Torino, Sez. Lavoro I grado - 16/11/99: Risarcimento del danno biologico da “mobbing”;
-
Trib.
Milano, Sez. Lavoro II grado -
26/11/99: Tutela in via d’urgenza della professionalità del giornalista
emarginato dall’attività lavorativa;
-
Cass.
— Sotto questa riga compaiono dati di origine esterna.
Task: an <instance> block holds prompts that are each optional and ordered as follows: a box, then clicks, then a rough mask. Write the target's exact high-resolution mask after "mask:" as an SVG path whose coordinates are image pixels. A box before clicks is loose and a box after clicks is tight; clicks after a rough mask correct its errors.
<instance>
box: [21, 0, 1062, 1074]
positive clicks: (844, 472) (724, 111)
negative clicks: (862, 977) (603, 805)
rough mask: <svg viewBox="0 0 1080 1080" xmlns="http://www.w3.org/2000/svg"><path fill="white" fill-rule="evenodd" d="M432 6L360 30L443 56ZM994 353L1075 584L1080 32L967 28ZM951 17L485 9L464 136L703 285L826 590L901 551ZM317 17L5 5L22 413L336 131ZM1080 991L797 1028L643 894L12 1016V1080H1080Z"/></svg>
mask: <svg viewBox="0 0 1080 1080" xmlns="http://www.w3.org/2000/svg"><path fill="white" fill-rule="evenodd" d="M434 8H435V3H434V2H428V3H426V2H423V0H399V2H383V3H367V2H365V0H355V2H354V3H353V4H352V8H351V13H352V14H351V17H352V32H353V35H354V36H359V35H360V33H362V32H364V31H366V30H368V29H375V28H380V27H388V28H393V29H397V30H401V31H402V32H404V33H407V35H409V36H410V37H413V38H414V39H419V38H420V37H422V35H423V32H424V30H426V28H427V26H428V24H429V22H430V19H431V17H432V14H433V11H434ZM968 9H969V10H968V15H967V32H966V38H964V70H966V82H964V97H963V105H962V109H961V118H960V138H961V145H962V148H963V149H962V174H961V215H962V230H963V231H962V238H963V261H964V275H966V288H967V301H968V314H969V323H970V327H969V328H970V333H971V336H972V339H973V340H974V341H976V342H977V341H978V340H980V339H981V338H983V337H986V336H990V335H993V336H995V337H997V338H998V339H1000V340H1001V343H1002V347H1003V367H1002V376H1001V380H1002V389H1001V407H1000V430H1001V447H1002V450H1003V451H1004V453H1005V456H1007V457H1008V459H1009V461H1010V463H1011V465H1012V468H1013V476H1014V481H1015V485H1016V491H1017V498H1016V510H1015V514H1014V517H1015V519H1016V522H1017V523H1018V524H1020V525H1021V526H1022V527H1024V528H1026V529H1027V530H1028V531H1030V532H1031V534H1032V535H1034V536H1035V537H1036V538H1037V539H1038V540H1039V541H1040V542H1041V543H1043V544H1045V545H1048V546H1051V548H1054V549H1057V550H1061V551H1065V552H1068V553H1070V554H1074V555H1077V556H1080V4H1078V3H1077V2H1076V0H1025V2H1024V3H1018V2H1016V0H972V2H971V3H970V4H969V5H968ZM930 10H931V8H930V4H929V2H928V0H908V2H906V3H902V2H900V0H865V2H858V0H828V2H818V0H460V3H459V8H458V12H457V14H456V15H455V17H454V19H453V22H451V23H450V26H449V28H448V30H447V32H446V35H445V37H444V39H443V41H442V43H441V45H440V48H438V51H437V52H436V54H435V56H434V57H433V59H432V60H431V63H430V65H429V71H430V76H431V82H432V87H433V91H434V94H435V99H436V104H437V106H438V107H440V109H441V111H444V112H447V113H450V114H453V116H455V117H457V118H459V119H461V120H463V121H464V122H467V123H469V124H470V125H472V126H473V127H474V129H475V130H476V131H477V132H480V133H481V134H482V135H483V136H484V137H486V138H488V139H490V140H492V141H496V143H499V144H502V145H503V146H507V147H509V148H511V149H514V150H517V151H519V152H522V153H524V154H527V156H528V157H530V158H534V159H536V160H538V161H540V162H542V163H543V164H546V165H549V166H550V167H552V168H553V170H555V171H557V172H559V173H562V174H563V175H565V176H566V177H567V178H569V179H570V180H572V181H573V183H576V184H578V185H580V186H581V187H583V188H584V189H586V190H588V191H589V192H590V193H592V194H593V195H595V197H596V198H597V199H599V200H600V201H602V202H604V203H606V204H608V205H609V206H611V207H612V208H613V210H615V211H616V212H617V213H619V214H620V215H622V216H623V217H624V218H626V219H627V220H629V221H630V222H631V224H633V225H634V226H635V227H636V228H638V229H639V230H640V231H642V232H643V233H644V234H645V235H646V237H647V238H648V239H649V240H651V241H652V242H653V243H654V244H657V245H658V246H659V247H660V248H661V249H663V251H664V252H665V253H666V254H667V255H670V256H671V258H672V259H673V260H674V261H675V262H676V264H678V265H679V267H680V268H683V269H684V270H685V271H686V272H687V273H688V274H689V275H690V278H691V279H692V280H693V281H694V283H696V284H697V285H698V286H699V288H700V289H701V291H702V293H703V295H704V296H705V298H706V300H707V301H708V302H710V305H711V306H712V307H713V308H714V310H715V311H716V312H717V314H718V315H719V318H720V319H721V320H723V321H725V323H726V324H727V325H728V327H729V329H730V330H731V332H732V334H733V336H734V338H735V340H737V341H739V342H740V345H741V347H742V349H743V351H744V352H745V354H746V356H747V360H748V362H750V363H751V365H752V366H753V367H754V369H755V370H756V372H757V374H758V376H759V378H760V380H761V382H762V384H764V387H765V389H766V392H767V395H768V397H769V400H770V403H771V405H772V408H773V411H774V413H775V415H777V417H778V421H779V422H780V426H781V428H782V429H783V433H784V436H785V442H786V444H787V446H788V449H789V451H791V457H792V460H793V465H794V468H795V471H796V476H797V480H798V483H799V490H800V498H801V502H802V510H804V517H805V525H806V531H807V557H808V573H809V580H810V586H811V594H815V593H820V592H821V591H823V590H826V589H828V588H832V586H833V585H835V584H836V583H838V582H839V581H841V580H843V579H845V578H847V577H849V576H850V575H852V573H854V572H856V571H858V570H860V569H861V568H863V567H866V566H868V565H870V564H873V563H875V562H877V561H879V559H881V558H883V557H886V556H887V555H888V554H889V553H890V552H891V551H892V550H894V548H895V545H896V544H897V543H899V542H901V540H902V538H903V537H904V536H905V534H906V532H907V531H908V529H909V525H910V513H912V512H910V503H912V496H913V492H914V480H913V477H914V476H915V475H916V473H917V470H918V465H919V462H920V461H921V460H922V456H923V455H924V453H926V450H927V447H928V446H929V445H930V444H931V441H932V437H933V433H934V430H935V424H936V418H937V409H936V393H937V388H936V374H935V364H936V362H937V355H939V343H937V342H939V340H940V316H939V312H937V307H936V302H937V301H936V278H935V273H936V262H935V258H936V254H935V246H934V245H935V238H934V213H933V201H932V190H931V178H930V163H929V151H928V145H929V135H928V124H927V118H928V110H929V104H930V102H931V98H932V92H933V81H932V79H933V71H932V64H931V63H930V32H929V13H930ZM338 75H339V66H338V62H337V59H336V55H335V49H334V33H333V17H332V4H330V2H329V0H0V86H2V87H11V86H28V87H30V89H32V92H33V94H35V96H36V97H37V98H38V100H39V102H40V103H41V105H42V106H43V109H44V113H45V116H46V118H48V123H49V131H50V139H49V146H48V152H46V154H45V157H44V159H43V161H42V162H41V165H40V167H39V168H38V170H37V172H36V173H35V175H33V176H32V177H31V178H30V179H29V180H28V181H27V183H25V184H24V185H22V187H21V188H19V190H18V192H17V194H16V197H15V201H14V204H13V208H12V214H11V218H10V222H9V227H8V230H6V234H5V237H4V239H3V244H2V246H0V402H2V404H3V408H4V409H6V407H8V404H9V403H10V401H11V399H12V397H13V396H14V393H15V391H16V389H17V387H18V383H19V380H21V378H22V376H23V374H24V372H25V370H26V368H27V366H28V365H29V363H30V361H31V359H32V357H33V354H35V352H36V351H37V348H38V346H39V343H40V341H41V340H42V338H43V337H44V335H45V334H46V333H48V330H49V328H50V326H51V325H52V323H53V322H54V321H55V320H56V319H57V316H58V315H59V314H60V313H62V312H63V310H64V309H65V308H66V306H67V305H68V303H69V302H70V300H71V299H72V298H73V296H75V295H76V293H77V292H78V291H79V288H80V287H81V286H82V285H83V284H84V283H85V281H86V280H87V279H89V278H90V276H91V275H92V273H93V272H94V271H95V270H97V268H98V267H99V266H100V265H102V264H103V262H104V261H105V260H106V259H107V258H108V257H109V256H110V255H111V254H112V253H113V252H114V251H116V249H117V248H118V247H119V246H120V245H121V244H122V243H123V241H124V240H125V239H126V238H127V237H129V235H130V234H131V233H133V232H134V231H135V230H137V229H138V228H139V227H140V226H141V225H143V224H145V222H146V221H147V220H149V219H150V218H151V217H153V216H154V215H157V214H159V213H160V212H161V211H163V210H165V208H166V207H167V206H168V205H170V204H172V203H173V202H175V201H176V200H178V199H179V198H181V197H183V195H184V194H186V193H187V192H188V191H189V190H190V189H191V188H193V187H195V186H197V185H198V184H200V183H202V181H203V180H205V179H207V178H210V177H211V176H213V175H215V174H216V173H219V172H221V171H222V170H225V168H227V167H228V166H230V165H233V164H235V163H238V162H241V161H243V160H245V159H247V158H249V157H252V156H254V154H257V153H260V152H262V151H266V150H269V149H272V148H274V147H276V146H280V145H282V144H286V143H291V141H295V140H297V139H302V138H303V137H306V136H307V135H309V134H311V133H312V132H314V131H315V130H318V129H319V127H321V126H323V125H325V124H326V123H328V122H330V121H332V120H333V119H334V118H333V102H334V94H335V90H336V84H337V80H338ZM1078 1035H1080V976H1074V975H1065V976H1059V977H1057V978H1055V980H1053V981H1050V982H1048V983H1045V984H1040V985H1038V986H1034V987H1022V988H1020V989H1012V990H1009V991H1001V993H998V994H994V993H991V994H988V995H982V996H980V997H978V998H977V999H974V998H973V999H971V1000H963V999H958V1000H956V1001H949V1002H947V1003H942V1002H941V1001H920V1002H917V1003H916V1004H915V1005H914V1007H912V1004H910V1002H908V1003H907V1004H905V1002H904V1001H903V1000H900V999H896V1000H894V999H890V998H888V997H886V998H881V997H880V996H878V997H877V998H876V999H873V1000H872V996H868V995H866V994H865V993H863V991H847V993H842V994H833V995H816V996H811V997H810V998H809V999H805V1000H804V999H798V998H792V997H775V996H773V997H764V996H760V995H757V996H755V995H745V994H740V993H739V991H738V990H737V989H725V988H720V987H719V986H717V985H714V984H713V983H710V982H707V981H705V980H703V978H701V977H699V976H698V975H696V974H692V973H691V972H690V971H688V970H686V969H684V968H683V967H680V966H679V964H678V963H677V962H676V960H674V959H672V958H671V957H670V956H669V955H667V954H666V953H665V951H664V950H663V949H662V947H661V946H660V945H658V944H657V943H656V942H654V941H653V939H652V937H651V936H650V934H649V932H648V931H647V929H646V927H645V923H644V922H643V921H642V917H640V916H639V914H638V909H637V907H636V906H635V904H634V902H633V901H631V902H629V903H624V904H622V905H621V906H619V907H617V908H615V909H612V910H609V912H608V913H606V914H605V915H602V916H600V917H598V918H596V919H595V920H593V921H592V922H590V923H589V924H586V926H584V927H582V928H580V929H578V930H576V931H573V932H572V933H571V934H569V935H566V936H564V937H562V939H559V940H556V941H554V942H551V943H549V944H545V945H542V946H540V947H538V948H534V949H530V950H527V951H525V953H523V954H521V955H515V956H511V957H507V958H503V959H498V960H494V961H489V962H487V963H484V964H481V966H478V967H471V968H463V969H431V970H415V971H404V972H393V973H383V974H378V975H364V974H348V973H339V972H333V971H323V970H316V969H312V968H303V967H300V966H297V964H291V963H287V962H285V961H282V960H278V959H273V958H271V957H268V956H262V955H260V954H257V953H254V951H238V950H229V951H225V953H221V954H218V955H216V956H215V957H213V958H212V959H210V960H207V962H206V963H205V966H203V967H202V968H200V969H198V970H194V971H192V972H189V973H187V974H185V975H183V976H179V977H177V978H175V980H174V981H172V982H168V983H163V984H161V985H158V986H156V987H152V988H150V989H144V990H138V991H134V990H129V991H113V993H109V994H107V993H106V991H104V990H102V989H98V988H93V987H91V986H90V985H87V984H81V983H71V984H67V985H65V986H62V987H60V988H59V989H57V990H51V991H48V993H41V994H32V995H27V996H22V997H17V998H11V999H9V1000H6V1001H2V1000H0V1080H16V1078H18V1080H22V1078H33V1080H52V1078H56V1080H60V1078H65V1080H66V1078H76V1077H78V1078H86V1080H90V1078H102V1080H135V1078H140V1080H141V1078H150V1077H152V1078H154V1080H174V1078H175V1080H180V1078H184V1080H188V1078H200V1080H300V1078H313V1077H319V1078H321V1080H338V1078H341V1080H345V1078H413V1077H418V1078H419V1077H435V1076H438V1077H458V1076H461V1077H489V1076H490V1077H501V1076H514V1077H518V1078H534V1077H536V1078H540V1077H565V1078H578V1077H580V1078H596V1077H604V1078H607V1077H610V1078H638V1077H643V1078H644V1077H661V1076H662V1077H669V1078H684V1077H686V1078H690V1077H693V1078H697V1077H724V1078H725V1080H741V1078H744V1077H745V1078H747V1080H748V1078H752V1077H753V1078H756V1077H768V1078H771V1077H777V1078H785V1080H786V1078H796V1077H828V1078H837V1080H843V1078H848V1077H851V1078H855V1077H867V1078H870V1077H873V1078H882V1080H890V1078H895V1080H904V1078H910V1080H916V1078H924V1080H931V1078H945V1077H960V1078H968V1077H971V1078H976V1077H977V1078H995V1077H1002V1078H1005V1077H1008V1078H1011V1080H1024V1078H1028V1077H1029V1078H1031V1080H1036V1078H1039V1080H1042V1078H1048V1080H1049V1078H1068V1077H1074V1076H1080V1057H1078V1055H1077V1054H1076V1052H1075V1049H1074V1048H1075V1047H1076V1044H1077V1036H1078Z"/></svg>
Sez.
Lavoro n. 1205 - 29/1/01: Lo “stress da
non lavoro” per demansionamento può causare una sindrome depressiva.
È di
questi giorni la sentenza - emessa dal Tribunale di Forlì - favorevole a un
bancario che aveva accusato di mobbing la Banca Nazionale
dell’Agricoltura (oggi Antonveneta), e che ha ottenuto il risarcimento del
danno biologico, 70 milioni di lire, e il reintegro nel posto di lavoro con le
mansioni svolte all'origine.
PER MAGGIORI DETTAGLI
Chi volesse leggere integralmente le sentenze o documentarsi
meglio, potrà consultare la sezione
lavoro del sito “Legge e Giustizia”, all’indirizzo Internet http://www.legge-e-giustizia.it/fattoediritto.htm, ovvero accedere al sito “La punta
dell’Iceberg”: http://members.xoom.it/icebergpunta/index.html.
Interessante anche il sito “Mobby”: http://www.mobby2000.freeweb.supereva.it/pr03.htm?.p.
CHI
AIUTA LE VITTIME
Il mobbing
in quanto fenomeno e malattia di grande rilevanza sociale (in Paesi come la Svezia, la Francia, la
Germania, la Svizzera ha già trovato ampie tutele giuridico-sanitarie e
sindacali) ha visto sorgere anche in Italia, da un paio d’anni a questa parte,
alcuni centri di sostegno, diversamente attrezzati per fornire consulenza
legale e aiuto psicologico a chi ne avesse bisogno.
Tra essi
segnaliamo:
-
MIMA (“Movimento Italiano Mobbizzati
Associati”), con sede a Roma (Via F.
Meda, 169; tel . 06/4510843);
-
Centro
per la Prevenzione, Diagnosi, Cura e Riabilitazione del Disadattamento
Lavorativo, presso
Clinica del Lavoro “L. Devoto” di Milano (Via San Barnaba 8; tel. 02/57992644);
-
Centro
per il Disadattamento Lavorativo, presso Ospedale Santo Spirito di Roma (per
informazioni. rivolgersi all’ISPESL, tel. 06/44280390);
-
PRIMA, associazione contro mobbing e
stress psicosociale, con sede a Bologna
(Via Tolmino, 14; tel.. 051/6148919);
-
Osservatorio
Nazionale Mobbing-Bossing,
presso Associazione “Ermes”, con sede a Roma (Via A. Poliziano, 8; tel.
06/48906227);
-
Centro
Nazionale Antimobbing,
nato a Catania su iniziativa del Codacons e dell’Adusbef (Via Firenze, 70; tel.
095/370437);
-
Gruppo
di auto-aiuto “Mobby” (tel.
0330/473380), operante a Milano.
Sportelli
sul mobbing risultano aperti
anche a Torino e a Napoli. Informazioni su medici e legali esperti sono reperibili al citato sito de “La Punta
dell’Iceberg”, prima associazione fondata da vittime del mobbing che opera solo su Internet.